Coalition to promote environmental projects across area

Published September 6, 2007 4:00am ET



A coalition of conservation and business groups are putting their support behind six environmental projects — from Montgomery County’s agricultural reserve to the National Mall — they say will be essential to preserving the region’s quality of life.

All the projects are now at critical junctures, members of the Washington Smart Growth Alliance said at a Wednesday news conference.

“They’ve reached a crucial point in their lives as conservation initiatives,” said Lee Epstein, of the Chesapeake Bay Foundation, who chairs the alliance’s land conservation committee.

Also on this year’s list of the group’s regional conservation priorities are restoration planning on the Port Tobacco River watershed, protecting Merrimac Farm, maintaining the Mattawoman Creek watershed and restoring Four Mile Run.

The group’s proposal for the Montgomery County reserve is to buy out the rights to build one home per 25 acres still held by some landowners in the 93,000-acre zone, preventing what is called “significant fragmentation” of the farmland.

Much of the group’s effort is centered on raising awareness of the six projects and elevating them as priorities on a regional scale. Epstein said it will also endorse the initiatives with local governments as they wind their way through the approval process.
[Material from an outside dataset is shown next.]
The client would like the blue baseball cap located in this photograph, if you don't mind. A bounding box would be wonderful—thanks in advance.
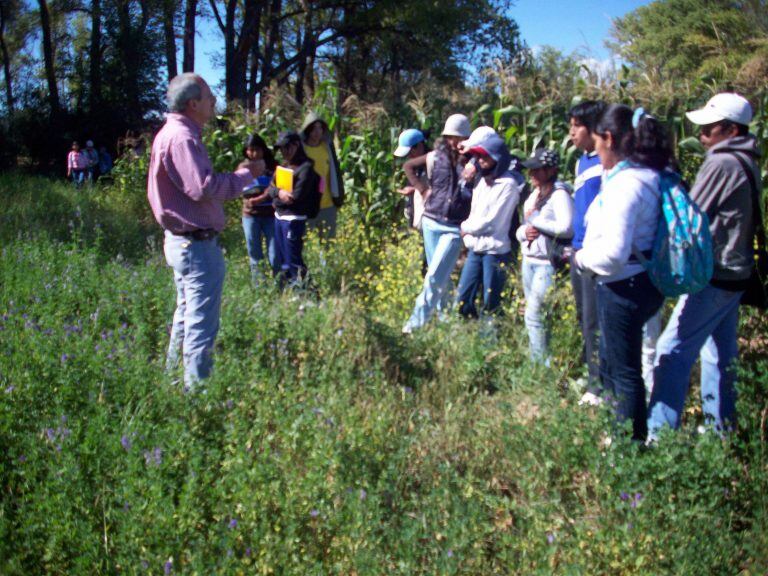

The push appears to represent an accord between two classically opposed forces: development and conservation.

“One of the things we have to do is introduce ourselves to the conservation community that’s not used to working with us,” said Robert Kaufman of Augustine Land and Development Corp. and member of the group.

It’s an obviously limited truce, complicated by the fact that development practices are blamed for some of the problems outlined in the group’s report. Conservationists are targeting Maryland’s Mattawoman Creek watershed, for example, because growth and highway projects “threaten the existing forest cover so essential to protecting the watershed and water quality,” documents from the alliance say.